However, he did not seek to play down the consequences of the viral outbreak on international trade flows and highlighted that the industrial verticals mostly likely to be affected are high tech, consumer goods and a wide variety of semi-finished products.

 

“The coronavirus has an impact at multiple levels. Factories are closed and workers are at home, the new year holiday is extended. The longer factories are closed the more serious disruptions can get, with stocks in European factories depleting.

 

“Furthermore, airports and seaports have scaled down productivity. More blank sailings are to be expected which could cause a capacity crunch in maritime shipping. With the cancellation of many passenger flights air cargo capacity to/from China is tightening as well, leaving only full freighter capacity available for urgent and time-sensitive goods.

 

“With the capacity ‘crunch’, transport prices are expected to hike. However, with the shutdown of factories, oil prices are declining. So, these two effects may well even out to a degree.”

 

Spoel underlined that the ESC was advising shippers to analyse their supply chains “and look at ways to divert major issues by sourcing other stock or by looking for alternatives. Perhaps the rail connection between China and EU can play a role in this if other modes are not available.”

 

Last week, DHL’s Resilience 360 Supply chain risk management platform published a report entitled: The Wuhan coronavirus: impact on supply chain operations amid the lunar new year.  It highlighted “the top two supply chain risks to watch out for in the coming weeks, namely the potential propagation of new or the extension of existing city lockdowns as well as the delayed restart of manufacturing activities in the affected areas and other key manufacturing and logistics regions.”

 

The report noted that recent years, Wuhan has developed into a hub for high-tech industries such as optoelectronics and semiconductors and home to one of China’s most advanced chip fabrication plants that makes 3D NAND flash memory used in smartphones and computers.

 

In addition, Wuhan is known as China’s ‘motor city’ due to a significant manufacturing presence of domestic and foreign car makers, including Dongfeng Motors, Honda, and PSA Group.
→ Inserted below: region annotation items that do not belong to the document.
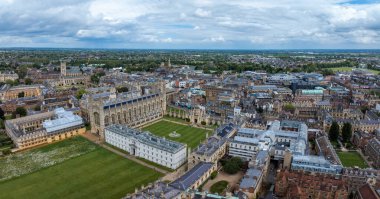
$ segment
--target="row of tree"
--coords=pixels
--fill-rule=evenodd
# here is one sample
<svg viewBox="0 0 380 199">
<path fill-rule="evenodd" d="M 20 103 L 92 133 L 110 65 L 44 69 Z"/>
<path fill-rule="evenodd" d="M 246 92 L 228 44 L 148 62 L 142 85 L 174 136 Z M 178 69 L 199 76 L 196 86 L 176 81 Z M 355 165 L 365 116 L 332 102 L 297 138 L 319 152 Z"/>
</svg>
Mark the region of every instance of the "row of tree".
<svg viewBox="0 0 380 199">
<path fill-rule="evenodd" d="M 331 124 L 330 130 L 329 130 L 329 138 L 331 141 L 337 141 L 340 135 L 340 127 L 339 124 L 334 121 Z M 352 136 L 352 125 L 351 123 L 344 123 L 342 127 L 342 140 L 344 143 L 348 143 Z"/>
</svg>

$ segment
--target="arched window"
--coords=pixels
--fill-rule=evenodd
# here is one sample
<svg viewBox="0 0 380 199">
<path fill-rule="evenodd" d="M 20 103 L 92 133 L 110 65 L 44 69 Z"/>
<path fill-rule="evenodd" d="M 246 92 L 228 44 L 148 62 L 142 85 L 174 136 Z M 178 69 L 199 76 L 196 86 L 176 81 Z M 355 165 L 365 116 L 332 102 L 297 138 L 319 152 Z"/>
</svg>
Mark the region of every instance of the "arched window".
<svg viewBox="0 0 380 199">
<path fill-rule="evenodd" d="M 110 117 L 107 115 L 106 117 L 104 117 L 104 125 L 108 126 L 110 123 Z"/>
<path fill-rule="evenodd" d="M 100 125 L 100 116 L 98 112 L 94 113 L 94 120 L 96 125 Z"/>
<path fill-rule="evenodd" d="M 111 122 L 112 122 L 112 124 L 115 124 L 116 123 L 116 116 L 115 116 L 115 114 L 112 114 L 112 116 L 111 116 Z"/>
</svg>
The city also hosts hundreds of production facilities of global auto parts suppliers, including Bosch, Valeo, Lear Corp, and Schaeffler.

 

According to Resilience360’s data, almost 50% of manufacturing locations in Wuhan and its surrounding cities belong to the automotive sector, while technology and engineering suppliers make up for 25 and 8% respectively.

 

“Under normal circumstances, post-Lunar New Year manufacturing operations would mostly have returned to normal across China between 15 and 21 February. However, this year’s timeline is likely to be disrupted due to the extended holiday period as well as the decision by some other provincial governments to further delay the restart of manufacturing activities.

 

“Underlining the spillover effects from Hubei to other cities and provinces, authorities in Zhejiang, Jiangsu, Guangdong, Shanghai, and Beijing have ordered factories and businesses to continue to halt operations until at least 9 February, with the exception of medical equipment, pharmaceutical companies, supermarkets, utilities, and logistics companies.”

 

The DHL report also warned that other Chinese cities and provinces could implement measures, which could potentially delay production and limit supplies across several key industrial hubs for weeks after the Lunar New Year, “thereby leading to severe consequences for industries relying on just-in-time production in China and beyond. In addition, companies may opt to suspend operations in China on their own. Toyota on 29 January announced it would suspend its China operations in Tianjin and Guangdong Province until at least 9 February citing potential parts supply problems.”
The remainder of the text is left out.